Jack Wilshere galt einst als kommender Superstar. Nun steht er ohne Vertrag da. Als 29-Jähriger. Wie konnte es dazu kommen?
Es war eine kalte Londoner Nacht im Februar 2011. Achtelfinal-Hinspiel im Europapokal, ausverkauftes Stadion, Viertel vor Neun. Arsenal gegen Barcelona. An jenem Abend nahm es der 19-jährige Jack Wilshere mit den ganz Großen auf. Damals waren das Messi, David Villa, Iniesta, Xavi, Busquets. Gegen die drei Letztgenannten spielte der Junge aus Stevenage an diesem Abend ein wunderbares Spiel. Ein Spiel, das ein Versprechen für die zukünftige Spielkultur Arsenals und der Three Lions sein sollte. Von einem Engländer, der nicht wie ein Engländer spielte.

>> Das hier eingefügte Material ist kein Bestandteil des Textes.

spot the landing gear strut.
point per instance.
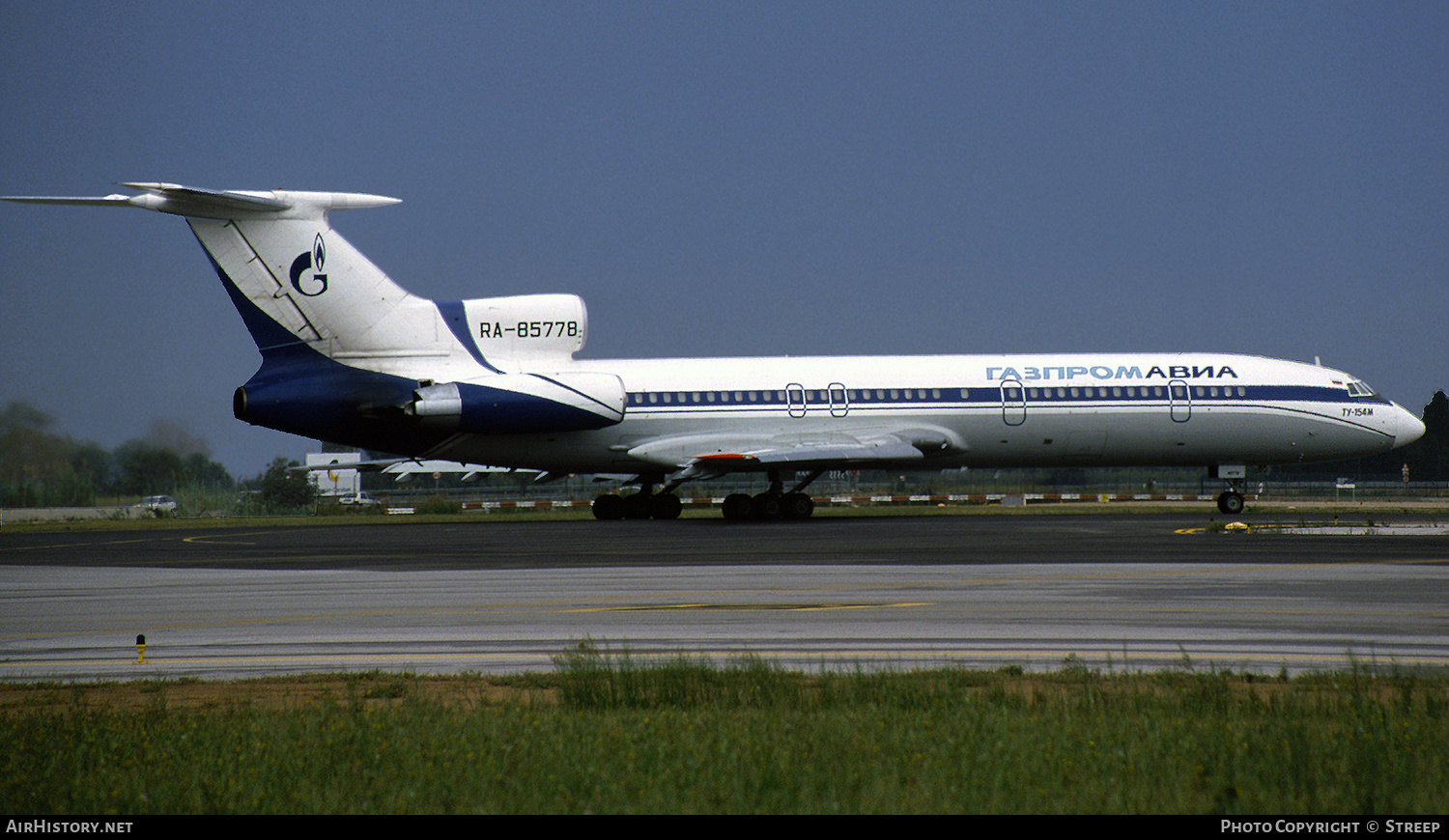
(1231, 501)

Nun, über zehn Jahre später, müssen Jack Wilshere und alle, die sich an diesem Abend in sein Spiel verliebten, anerkennen, dass aus der ganz großen Karriere nichts geworden ist. Auch wenn Wilshere in einem kürzlich erschienen Interview mit The Athletic davon spricht, dass er eine „tolle Karriere“ gehabt habe, sind dem Engländer die Enttäuschung über seinen Karriereweg und die Selbstzweifel, die seine derzeitige Situation hervorrufen, jederzeit anzumerken. Kein Wunder – schließlich zeigte er früh das Potential für eine ganz andere Karriere.

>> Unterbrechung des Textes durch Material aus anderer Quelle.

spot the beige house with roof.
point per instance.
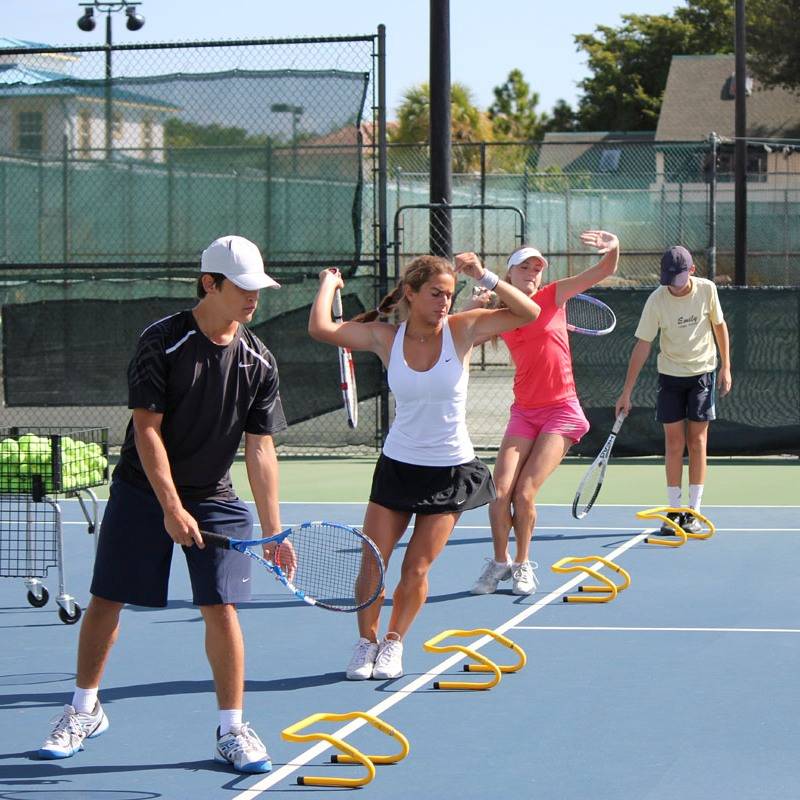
(699, 99)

Bereits mit neun Jahren kommt Jack Wilshere in die Jugendakademie von Arsenal. Ab der U16 läuft er für England auf, kurze Zeit später feiert er mit 16 Jahren sein Profi-Debüt bei Arsenal. Unter seinem Förderer Arsène Wenger entwickelt er sich fußballerisch rasant weiter, spätestens als ihm der große Auftritt gegen das übermächtige Mittelfeld Barcelonas gelingt, haben alle sein Potential erkannt.

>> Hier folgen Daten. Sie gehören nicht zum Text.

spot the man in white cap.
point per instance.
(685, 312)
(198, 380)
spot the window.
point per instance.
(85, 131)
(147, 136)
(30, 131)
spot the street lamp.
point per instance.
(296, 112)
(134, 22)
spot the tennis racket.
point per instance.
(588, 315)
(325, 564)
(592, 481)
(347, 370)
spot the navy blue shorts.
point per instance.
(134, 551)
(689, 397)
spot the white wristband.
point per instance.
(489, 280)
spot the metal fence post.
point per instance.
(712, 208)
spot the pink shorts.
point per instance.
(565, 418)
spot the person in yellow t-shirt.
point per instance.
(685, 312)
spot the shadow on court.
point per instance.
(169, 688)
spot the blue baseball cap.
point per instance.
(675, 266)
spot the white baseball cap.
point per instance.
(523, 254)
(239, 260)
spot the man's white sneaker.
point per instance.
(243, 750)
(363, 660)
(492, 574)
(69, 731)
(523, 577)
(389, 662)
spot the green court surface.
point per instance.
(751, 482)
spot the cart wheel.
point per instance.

Doch die Karriere des jungen Engländers gerät ins Stocken. Immer wieder werfen ihn Verletzungen zurück, vor allem sein Sprunggelenk ist betroffen. Die Europameisterschaft 2012 verpasst er wegen einer Knie-OP. Auch in der Folgezeit bleiben die Verletzungen eine feste Konstante in seiner Karriere und verhindern, dass er einen echten Spielrhythmus entwickeln kann. Als 2018 dann noch die Ära von Arsène Wenger endet und Unai Emery bei den Gunners übernimmt, flieht er zu West Ham United, dem Lieblingsklub seiner Kindheit. Ein Schritt, den er heute bereut. Zuletzt war Wilshere für den AFC Bournemouth in der zweiten englischen Liga aktiv. Mit 29 Jahren, im besten Fußballeralter, steht er nun ohne Vertrag da.
Ziemlich genau ein Jahr, bevor Jack Wilshere mit seinem Aufritt gegen die Katalanen ganz Europa auf sich aufmerksam machen wird, ist der damals 18-Jährige von Arsenal gerade an die Bolton Wanderers verliehen. Das Champions-League-Viertelfinale seines Heimatvereins will er sich trotzdem nicht entgehen lassen. Und so nimmt er damals den Zug nach London, um das Spiel im Stadion zu sehen. Wie ein Jahr später muss Arsenal in der KO-Phase auch 2010 gegen den FC Barcelona ran. Wilshere ist an diesem Abend Zeuge, wie sein zukünftiges Team nach einem 0:2‑Rückstand noch ein 2:2‑Unentschieden schafft. Arsène Wenger spricht nach der Partie von einer „außergewöhnlichen Champions-League-Nacht“. Doch mindestens genauso beeindruckt wie von der Aufholjagd seines Teams zeigt sich Wilshere von der Leistung eines Spielers, der für den FC Barcelona die Fäden im Mittelfeld zieht. Es ist ein gewisser Xavi Hernandez.